В отличие от Леры и Сашки, беспардонно вламывающихся в квартиры земляков, Лев Михайлович проявил тактичность. Он оставил их жилища нетронутыми. Лева любил людей и не впутывал их в политику. Разве мало им своих забот? Пусть живут своей жизнью, тем более что она у них не сахар. А уж выборы – это его головная боль и его источник доходов. Разделение труда – разумная основа общества. Кому-то за «Зенит» болеть, а кому-то продвигать Людочку в депутаты. Каждому свое.
* * *
Маша пришла поплакать в штаб. Это пространство стало для нее в последнее время таким родным. Тут уютно, кипит чайник, гудят голоса ребят, а в воздухе разлито жизнеутверждающее возбуждение.
На этот раз народу было мало. Ребята ушли собирать подписи или стоять на «точках» – импровизированных тумбах, оклеенных фотографиями Петра с призывами оставлять подписи и наказы.
Лера с Сашкой только что вернулись от какого-то футбольного фаната и рассказывали в красках, как чуть жизнью не поплатились за проигрыш «Зенита». Петр хохотал, а Дима улыбался. У них вообще были разные диапазоны реагирования.
– Что хмурая? – Заметил Дима Машу.
– Вы листовку с моей фоткой видели?
– А что с ней не так?
– Я страшная на ней.
– Да? – Оживилась Лера. – С рогами, что ли?
– Ну, рога – это мне потом пририсуют. А пока просто никакая, как моль бледная… И одета по-идиотски…
– Надо же, – задумчиво протянула Лера, – прямо как в жизни. Могли бы и подфотошопить. Все-таки целого депутата двигают.
Ребята засмеялись. И Маша вместе с ними, потому что колкости Леры носили как бы ритуальный характер, она играла свою партию в их слаженном оркестре. Просто у всех были свои роли: Сашка – бабник и балбес, Лера – язва, Петр – лидер, Дима – умный зануда, Маша… Пожалуй, только Маша не имела четкого амплуа. Просто милая девушка.
Эти роли стали декорацией их дружбы. И посторонний человек мог бы принять их за настоящее.

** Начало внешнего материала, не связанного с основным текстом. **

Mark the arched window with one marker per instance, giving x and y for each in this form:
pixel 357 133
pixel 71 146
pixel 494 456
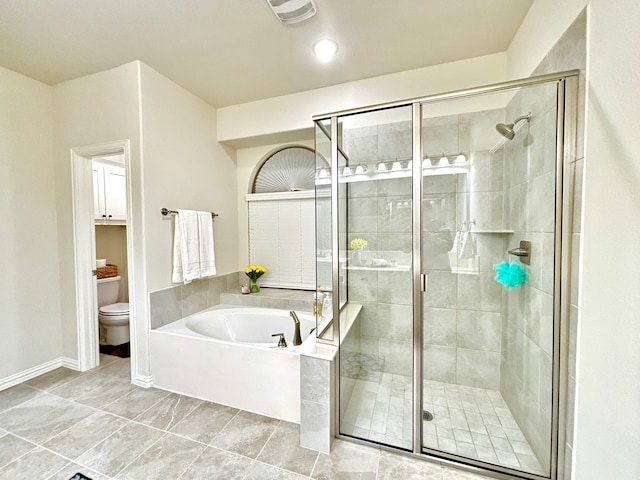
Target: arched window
pixel 281 206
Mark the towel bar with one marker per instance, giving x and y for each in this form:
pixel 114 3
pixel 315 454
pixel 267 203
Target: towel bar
pixel 166 212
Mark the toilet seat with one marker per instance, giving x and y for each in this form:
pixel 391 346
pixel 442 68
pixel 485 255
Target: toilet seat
pixel 115 309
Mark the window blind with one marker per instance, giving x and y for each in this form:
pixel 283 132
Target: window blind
pixel 282 238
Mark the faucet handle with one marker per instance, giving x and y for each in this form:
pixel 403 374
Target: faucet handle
pixel 282 343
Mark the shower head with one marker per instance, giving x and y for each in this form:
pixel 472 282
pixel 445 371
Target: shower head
pixel 508 130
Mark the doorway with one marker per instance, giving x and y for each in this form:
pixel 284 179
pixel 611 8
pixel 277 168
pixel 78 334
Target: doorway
pixel 86 221
pixel 447 219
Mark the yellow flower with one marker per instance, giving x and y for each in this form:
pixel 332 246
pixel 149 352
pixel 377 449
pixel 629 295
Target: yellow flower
pixel 255 271
pixel 358 244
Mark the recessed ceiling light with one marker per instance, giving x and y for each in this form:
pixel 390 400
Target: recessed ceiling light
pixel 325 49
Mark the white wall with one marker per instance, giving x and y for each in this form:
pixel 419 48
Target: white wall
pixel 607 435
pixel 29 330
pixel 90 110
pixel 184 167
pixel 247 160
pixel 607 441
pixel 263 121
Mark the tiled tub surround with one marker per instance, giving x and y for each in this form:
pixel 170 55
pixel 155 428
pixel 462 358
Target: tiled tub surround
pixel 174 303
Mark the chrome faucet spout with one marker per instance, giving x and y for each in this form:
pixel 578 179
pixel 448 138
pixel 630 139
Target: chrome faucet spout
pixel 297 340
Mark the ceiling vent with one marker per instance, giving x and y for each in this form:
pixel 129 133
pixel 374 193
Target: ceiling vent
pixel 292 11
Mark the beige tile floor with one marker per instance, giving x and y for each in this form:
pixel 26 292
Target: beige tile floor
pixel 99 424
pixel 471 422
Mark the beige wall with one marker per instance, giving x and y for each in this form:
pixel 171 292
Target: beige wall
pixel 30 330
pixel 184 167
pixel 607 420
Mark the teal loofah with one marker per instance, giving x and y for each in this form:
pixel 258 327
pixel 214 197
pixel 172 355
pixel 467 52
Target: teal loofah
pixel 509 274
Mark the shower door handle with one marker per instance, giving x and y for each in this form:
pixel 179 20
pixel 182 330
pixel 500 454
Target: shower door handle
pixel 424 282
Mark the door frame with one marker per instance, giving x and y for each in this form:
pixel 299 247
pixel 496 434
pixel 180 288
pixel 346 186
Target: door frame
pixel 85 252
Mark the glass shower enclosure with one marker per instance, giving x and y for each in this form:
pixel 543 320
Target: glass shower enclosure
pixel 439 229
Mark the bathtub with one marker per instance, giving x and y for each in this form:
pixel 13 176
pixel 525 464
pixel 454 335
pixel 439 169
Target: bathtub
pixel 226 354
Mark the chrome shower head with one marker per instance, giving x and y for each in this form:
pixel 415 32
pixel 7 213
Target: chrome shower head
pixel 508 130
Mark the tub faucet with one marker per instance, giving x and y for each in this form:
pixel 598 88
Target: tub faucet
pixel 296 333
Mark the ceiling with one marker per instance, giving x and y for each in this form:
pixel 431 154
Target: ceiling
pixel 235 51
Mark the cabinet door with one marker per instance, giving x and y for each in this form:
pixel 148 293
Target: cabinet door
pixel 98 191
pixel 115 188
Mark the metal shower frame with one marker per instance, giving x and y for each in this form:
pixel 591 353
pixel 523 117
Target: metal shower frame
pixel 567 88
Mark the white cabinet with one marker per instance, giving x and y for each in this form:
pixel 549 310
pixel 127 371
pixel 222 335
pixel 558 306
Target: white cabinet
pixel 109 193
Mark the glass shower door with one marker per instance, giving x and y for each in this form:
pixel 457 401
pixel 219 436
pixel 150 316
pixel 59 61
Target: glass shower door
pixel 488 188
pixel 376 354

Но ребята знали, что за декорациями скрывается целый мир – огромное пространство человеческих чувств, где Сашка – верный и трезвый, а Лера выцарапает глаза любому, кто покусится на ее друзей. И Дима не такой уж и зануда, если заглянуть чуть глубже. Правда, Петр при любом раскладе – самый сильный и умный среди них.
– Нет, я серьезно! Это ужас-ужас! А главное, что это они еще старались, фотошопом меня подправили. И пиджак пририсовали страшенный.
– А вот с этого места поподробнее, – оживился Дима.
– Ну, типа у меня имидж такой. Чтобы избиратель думал, что у меня личной жизни нет, шмоток модных нет, косметики нет. Короче, ничего у меня нет – от слова «совсем». И вот я, вся такая идейная, иду в депутаты.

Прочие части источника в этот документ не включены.